What I often see in the present day (yes, among christians themselves too), is God spoken of as an indifferent, if not downright narcissistic terrifying, entity.
And I am seriously sad over that. It feels like God of The Old Testament. Whom, in my opinion, was deeply misinterpreted and therefore He sent us Jesus.
He demands, the most important commandments, that we have faith in Him and we love eachother. Why are we acting He wants so terribly much of us?
Maybe we should stop looking at God as this demanding ruler, some big brother watching and waiting for us to stumble so he can condemn us. Maybe stop looking at him as an indifferent and harsh father figure you have to whip your back for, someone you have to scrape your knees to the bone for.
Maybe we should start looking at him as an artist, as creator, as a loving father. We are made in his image right? That's repeated often throughout the word.

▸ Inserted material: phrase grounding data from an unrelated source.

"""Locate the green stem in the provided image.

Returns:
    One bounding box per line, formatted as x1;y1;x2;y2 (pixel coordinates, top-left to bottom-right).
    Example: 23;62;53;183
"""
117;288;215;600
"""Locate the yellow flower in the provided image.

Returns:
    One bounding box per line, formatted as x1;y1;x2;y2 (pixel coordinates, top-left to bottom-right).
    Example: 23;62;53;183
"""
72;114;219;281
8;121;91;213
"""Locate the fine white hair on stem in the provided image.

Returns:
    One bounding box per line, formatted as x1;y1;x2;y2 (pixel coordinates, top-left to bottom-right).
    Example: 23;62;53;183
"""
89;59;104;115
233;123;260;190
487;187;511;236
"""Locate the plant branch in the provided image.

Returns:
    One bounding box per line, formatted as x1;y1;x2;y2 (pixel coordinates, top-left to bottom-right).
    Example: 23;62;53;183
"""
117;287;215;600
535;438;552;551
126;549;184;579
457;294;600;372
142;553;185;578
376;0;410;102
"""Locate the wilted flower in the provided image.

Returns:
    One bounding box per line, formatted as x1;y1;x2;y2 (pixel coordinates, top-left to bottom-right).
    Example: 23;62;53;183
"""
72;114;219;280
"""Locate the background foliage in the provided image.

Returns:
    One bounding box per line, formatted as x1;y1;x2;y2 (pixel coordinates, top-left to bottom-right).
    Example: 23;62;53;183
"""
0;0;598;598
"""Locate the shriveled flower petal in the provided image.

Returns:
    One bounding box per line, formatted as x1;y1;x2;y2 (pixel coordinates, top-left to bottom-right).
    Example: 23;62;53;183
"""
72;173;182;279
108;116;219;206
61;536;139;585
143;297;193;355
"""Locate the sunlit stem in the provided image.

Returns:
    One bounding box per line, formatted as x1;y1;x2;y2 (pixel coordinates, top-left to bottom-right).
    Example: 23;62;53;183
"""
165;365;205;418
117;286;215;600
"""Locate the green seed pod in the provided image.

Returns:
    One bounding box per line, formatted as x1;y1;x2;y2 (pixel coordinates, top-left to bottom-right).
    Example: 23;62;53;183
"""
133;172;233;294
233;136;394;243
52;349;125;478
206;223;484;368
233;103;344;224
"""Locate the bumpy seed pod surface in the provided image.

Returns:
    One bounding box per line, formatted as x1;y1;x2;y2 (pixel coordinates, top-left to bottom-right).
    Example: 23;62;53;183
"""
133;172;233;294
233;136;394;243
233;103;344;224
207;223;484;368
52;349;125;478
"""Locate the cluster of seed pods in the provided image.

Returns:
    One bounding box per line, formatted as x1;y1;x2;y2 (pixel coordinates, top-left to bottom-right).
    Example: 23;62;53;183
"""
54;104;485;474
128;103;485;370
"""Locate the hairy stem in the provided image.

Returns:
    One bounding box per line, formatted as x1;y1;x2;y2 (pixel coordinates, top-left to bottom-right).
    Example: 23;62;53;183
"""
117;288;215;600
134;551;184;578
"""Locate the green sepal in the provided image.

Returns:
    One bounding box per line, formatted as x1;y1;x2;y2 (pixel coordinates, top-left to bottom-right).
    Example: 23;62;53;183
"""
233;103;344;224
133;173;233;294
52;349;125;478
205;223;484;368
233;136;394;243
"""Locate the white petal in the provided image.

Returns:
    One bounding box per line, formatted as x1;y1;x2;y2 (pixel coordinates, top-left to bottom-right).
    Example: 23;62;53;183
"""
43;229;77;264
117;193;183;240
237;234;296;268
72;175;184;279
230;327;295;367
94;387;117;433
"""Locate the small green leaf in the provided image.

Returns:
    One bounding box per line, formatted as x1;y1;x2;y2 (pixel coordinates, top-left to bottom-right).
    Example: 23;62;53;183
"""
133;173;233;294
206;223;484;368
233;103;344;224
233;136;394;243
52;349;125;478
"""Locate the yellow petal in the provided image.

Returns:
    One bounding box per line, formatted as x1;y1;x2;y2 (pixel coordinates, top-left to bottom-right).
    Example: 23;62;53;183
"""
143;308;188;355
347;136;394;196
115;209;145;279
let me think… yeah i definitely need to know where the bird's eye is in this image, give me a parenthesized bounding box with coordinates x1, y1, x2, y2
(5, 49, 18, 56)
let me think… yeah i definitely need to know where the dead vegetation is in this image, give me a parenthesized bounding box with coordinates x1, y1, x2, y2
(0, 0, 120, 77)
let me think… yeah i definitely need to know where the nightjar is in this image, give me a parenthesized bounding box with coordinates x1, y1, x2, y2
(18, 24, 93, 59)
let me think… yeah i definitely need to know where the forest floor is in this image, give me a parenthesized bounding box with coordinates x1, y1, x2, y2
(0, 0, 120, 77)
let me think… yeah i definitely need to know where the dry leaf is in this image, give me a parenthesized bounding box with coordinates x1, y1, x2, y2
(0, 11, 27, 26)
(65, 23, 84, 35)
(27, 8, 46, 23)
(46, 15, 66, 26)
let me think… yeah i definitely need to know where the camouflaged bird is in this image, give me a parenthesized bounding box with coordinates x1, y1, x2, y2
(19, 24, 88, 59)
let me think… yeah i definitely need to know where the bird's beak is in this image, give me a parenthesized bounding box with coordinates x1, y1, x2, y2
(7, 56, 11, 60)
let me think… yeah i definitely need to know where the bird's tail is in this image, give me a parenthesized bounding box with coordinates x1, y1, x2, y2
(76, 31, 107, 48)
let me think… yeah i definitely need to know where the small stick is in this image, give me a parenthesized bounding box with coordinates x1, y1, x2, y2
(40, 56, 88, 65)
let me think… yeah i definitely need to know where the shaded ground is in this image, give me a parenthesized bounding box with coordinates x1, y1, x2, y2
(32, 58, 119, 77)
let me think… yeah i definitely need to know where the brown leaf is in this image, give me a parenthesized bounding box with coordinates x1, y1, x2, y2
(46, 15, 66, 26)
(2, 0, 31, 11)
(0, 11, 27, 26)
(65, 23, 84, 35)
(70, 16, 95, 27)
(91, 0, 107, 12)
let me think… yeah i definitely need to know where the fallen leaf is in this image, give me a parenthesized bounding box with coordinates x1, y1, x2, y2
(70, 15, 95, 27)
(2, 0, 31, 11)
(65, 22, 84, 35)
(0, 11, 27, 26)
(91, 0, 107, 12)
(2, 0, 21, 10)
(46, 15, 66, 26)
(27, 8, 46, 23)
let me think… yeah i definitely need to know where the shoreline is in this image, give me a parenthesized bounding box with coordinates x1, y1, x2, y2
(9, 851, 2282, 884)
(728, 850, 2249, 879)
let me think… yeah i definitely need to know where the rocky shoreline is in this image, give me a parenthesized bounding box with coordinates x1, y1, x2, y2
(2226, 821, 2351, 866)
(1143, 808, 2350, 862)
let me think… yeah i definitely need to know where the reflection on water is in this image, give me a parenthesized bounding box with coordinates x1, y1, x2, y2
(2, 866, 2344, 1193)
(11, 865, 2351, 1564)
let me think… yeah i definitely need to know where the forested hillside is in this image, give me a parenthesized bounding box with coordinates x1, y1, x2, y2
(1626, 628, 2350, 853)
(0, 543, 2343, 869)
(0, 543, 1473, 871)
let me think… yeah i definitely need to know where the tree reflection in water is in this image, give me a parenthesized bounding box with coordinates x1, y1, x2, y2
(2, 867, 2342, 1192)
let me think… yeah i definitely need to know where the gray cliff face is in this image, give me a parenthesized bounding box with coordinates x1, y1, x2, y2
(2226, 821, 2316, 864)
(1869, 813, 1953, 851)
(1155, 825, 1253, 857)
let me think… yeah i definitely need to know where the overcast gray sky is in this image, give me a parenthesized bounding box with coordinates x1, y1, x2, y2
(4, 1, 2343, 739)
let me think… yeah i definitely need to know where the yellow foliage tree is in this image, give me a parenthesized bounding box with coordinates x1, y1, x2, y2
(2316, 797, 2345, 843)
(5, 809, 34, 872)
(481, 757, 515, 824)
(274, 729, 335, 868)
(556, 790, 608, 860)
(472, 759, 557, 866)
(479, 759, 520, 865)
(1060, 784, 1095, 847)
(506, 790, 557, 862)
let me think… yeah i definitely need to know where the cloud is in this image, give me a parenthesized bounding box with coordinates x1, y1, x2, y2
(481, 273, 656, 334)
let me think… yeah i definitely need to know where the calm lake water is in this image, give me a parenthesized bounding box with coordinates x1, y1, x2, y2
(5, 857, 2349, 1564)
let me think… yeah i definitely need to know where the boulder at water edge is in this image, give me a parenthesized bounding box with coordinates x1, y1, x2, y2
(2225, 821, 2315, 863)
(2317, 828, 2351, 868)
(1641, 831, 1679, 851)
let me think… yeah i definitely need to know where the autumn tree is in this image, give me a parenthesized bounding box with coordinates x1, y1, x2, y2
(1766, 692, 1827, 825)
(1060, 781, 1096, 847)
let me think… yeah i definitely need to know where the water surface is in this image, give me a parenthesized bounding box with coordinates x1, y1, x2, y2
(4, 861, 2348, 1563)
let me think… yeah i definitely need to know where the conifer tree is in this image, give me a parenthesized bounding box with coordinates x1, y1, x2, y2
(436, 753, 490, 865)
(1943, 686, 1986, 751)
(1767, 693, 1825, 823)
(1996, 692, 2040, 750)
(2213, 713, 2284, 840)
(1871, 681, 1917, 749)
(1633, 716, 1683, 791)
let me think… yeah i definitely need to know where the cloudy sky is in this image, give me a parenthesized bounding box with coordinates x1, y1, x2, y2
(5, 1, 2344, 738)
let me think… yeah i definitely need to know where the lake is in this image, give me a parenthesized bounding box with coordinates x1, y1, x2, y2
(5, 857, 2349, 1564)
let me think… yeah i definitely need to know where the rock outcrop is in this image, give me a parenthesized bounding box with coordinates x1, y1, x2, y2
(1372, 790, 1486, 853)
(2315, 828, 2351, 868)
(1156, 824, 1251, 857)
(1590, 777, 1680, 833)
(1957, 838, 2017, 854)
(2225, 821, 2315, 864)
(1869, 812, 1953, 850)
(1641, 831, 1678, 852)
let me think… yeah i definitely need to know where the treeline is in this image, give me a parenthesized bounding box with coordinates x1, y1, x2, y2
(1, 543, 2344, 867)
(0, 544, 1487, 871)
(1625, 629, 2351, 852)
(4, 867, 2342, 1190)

Humans are, in their core, artists and creators. Fond of joy and beauty and kindness. Look at what humans created. All the cathedrals, castles, bridges, all the paintings and statues. All so thought through, detailed, beautiful and complex. Why then is it so hard to believe the beautiful world we live in was created by God?
Look at the trees, why do leaves have edges? Why does grass smell? Why is sunset thousands shades and not once exactly the same? Why are all stones of different size and shape and color? What tyrant would care for such details? And what artist wouldn't?
Maybe stop saying God doesn't have empathy, that he deserted us, that he is a stranger to beauty and joy. When each day is crafted and new. God loves us, He waits for us. He wants us to come back to him. And once you do? You won't remember how harsh life was before. I know what I am talking about.
If just 1% of your soul is willing to meet Him, he will lead you into the light and you will never look back. And I pray for everybody to experience the change and the revival I have had through Jesus Christ.
The world is beautiful. God is good and gracious. You're never far too away and too damaged to not be welcomed back by Him.